6. En l’état de l’instruction, le moyen tiré de l’erreur d’appréciation qu’a commis le préfet des Ardennes en suspendant le fonctionnement de l’installation en cause jusqu’à régularisation de la situation administrative de l’intéressée, est propre, en l’état de l’instruction, à créer un doute sérieux quant à la légalité de l’arrêté attaqué, compte-tenu, d’une part, de la nature des risques engendrés par l’activité de travail du bois en cause et, d’autre part, du motif d’intérêt général tiré de la préservation des emplois dans les Ardennes, département socialement en crise.
7. En l’absence de tout autre moyen soulevé de nature, en l’état de l’instruction, à créer un doute sérieux quant à la légalité de l’arrêté attaqué, la société DDA Industries n’est fondée à demander la suspension de l’arrêté attaqué qu’en tant qu’il ordonne la suspension immédiate de l’exploitation de la requérante jusqu’à ce qu’intervienne une régularisation de sa situation administrative.
O R D O N N E :
Article 1er : L’exécution de l’arrêté du préfet des Ardennes du 21 août 2025 portant mise en demeure et suspension à titre conservatoire est suspendue, en tant que cet arrêté ordonne la suspension immédiate de l’exploitation de la société DDA Industries jusqu’à ce qu’intervienne une régularisation de sa situation administrative.
Article 2 : Le surplus des conclusions de la requête est rejeté.
Article 3 : La présente ordonnance sera notifiée à la société DDA Industries et au ministre de la transition écologique, de la biodiversité et des négociations internationales sur le climat et la nature.
Copie en sera adressée pour information au préfet des Ardennes.

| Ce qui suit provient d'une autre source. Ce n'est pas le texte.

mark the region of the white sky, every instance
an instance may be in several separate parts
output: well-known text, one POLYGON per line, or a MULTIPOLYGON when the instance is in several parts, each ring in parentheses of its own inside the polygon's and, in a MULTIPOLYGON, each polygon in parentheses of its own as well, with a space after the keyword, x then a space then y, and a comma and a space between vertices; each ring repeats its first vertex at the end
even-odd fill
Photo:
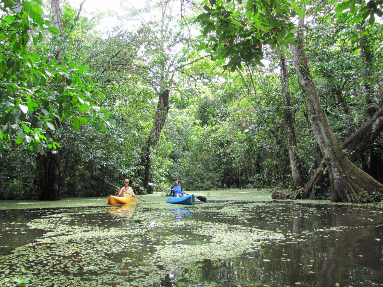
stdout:
MULTIPOLYGON (((68 3, 75 9, 78 9, 83 0, 67 0, 68 3)), ((144 8, 146 0, 86 0, 81 15, 90 18, 99 12, 106 15, 101 20, 97 29, 102 31, 110 30, 118 24, 118 16, 125 13, 126 10, 134 7, 136 9, 144 8)))

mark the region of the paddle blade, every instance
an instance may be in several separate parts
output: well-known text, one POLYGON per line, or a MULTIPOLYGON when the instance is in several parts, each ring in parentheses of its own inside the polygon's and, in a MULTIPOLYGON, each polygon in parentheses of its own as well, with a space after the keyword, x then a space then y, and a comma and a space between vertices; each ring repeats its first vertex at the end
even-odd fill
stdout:
POLYGON ((206 202, 206 200, 207 199, 205 196, 196 196, 197 197, 197 199, 199 200, 200 200, 201 201, 203 201, 204 202, 206 202))
POLYGON ((157 185, 157 184, 155 184, 154 183, 148 183, 147 185, 149 186, 154 186, 155 188, 160 188, 159 185, 157 185))

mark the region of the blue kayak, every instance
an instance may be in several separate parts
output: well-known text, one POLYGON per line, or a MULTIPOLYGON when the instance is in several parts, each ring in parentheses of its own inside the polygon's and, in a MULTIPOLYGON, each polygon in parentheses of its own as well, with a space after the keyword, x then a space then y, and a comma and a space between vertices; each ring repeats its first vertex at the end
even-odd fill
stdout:
POLYGON ((173 197, 170 196, 166 200, 167 203, 175 203, 177 204, 187 204, 192 205, 195 201, 195 197, 194 194, 189 194, 186 196, 179 197, 173 197))

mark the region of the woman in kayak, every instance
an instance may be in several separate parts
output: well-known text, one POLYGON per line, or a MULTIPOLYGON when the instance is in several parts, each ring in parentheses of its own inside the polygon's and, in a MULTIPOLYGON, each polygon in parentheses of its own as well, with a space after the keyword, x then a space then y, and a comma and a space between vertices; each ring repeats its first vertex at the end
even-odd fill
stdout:
POLYGON ((119 196, 128 197, 135 195, 133 189, 129 186, 129 180, 127 178, 125 180, 125 186, 120 188, 117 188, 117 192, 116 192, 119 196))

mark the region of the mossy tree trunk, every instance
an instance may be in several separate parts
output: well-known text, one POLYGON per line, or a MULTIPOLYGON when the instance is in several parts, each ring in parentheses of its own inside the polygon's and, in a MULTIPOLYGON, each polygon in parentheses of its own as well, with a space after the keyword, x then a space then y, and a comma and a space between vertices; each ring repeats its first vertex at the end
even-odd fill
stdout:
POLYGON ((288 73, 286 65, 285 56, 281 53, 280 55, 280 66, 281 69, 281 77, 282 83, 282 92, 283 101, 286 104, 283 110, 283 117, 285 125, 287 132, 287 144, 290 157, 290 165, 293 176, 294 189, 302 186, 304 183, 302 173, 301 165, 298 160, 296 153, 296 139, 293 118, 293 113, 291 110, 290 101, 290 93, 288 91, 288 73))
POLYGON ((38 157, 37 188, 40 200, 60 200, 60 154, 49 150, 38 157))
MULTIPOLYGON (((378 111, 342 144, 342 147, 347 152, 349 159, 353 162, 358 161, 363 162, 365 151, 369 150, 382 130, 383 108, 378 111)), ((325 167, 326 164, 322 159, 310 181, 301 191, 300 194, 301 198, 316 199, 318 196, 321 197, 328 192, 327 185, 326 182, 327 176, 323 174, 325 167)), ((373 175, 370 175, 378 180, 373 175)))
POLYGON ((332 202, 380 201, 383 185, 359 168, 346 156, 330 127, 321 105, 309 68, 303 43, 304 18, 300 20, 298 45, 291 45, 300 85, 306 96, 306 105, 327 168, 332 202), (377 196, 375 196, 378 192, 377 196))
POLYGON ((170 93, 170 90, 166 89, 163 91, 159 95, 153 127, 148 137, 146 144, 142 149, 141 165, 143 168, 141 170, 141 178, 144 188, 147 191, 148 193, 153 193, 152 187, 148 185, 148 183, 150 180, 151 155, 152 150, 157 146, 167 117, 169 112, 170 93))

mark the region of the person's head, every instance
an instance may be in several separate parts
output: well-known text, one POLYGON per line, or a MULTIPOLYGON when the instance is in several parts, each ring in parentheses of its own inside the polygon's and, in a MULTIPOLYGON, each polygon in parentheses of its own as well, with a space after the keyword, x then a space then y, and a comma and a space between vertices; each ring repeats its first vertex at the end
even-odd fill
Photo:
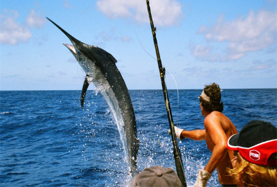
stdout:
POLYGON ((229 139, 227 148, 235 163, 228 172, 238 186, 276 186, 277 129, 270 123, 248 123, 229 139))
POLYGON ((200 103, 206 112, 223 111, 223 103, 221 102, 220 87, 215 82, 205 85, 202 93, 199 96, 200 103))
POLYGON ((181 187, 181 184, 172 168, 156 166, 144 169, 134 178, 130 186, 181 187))

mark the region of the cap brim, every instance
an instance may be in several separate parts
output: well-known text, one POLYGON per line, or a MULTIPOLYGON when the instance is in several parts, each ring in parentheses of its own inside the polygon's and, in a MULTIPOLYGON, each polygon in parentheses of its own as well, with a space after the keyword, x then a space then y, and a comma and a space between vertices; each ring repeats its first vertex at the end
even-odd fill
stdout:
POLYGON ((227 141, 227 148, 231 150, 238 150, 238 134, 232 135, 227 141))

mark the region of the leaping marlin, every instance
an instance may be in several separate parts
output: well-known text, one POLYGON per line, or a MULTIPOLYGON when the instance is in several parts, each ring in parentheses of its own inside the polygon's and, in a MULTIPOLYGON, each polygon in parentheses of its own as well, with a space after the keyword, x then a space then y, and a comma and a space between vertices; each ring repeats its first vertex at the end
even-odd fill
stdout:
POLYGON ((71 40, 72 45, 65 44, 87 73, 81 96, 81 106, 84 105, 87 88, 93 82, 108 103, 118 125, 120 139, 127 154, 130 172, 134 177, 136 169, 136 155, 138 139, 136 138, 136 124, 133 105, 128 89, 116 66, 116 60, 105 50, 84 44, 46 17, 62 30, 71 40), (126 145, 126 147, 125 145, 126 145))

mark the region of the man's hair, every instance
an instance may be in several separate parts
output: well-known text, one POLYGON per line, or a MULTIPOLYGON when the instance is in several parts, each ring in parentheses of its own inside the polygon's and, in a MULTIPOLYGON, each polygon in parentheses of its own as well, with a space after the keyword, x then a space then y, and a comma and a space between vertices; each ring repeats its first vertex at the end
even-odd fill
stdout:
MULTIPOLYGON (((277 186, 276 166, 257 165, 244 159, 238 152, 235 154, 235 167, 227 168, 228 173, 234 177, 235 182, 243 183, 242 186, 277 186)), ((276 153, 270 157, 276 159, 276 153)))
POLYGON ((209 85, 205 85, 204 92, 210 98, 210 102, 205 100, 199 96, 199 100, 206 112, 223 111, 223 103, 220 103, 221 93, 220 87, 218 84, 213 82, 209 85))

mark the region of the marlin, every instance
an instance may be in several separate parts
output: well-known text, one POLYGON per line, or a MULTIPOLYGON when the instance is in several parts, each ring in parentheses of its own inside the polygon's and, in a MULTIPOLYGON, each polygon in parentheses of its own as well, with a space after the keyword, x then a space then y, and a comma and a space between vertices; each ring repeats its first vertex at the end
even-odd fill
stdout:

Fait à Châlons-en-Champagne, le 14 novembre 2025.
Le juge des référés,
signé
B.A…
La greffière,
signé
D.MOUISSAT
La République mande et ordonne au ministre de la transition écologique, de la biodiversité et des négociations internationales sur le climat et la nature en ce qui le concerne ou à tous commissaires de justice à ce requis en ce qui concerne les voies de droit commun contre les parties privées, de pourvoir à l’exécution de la présente décision.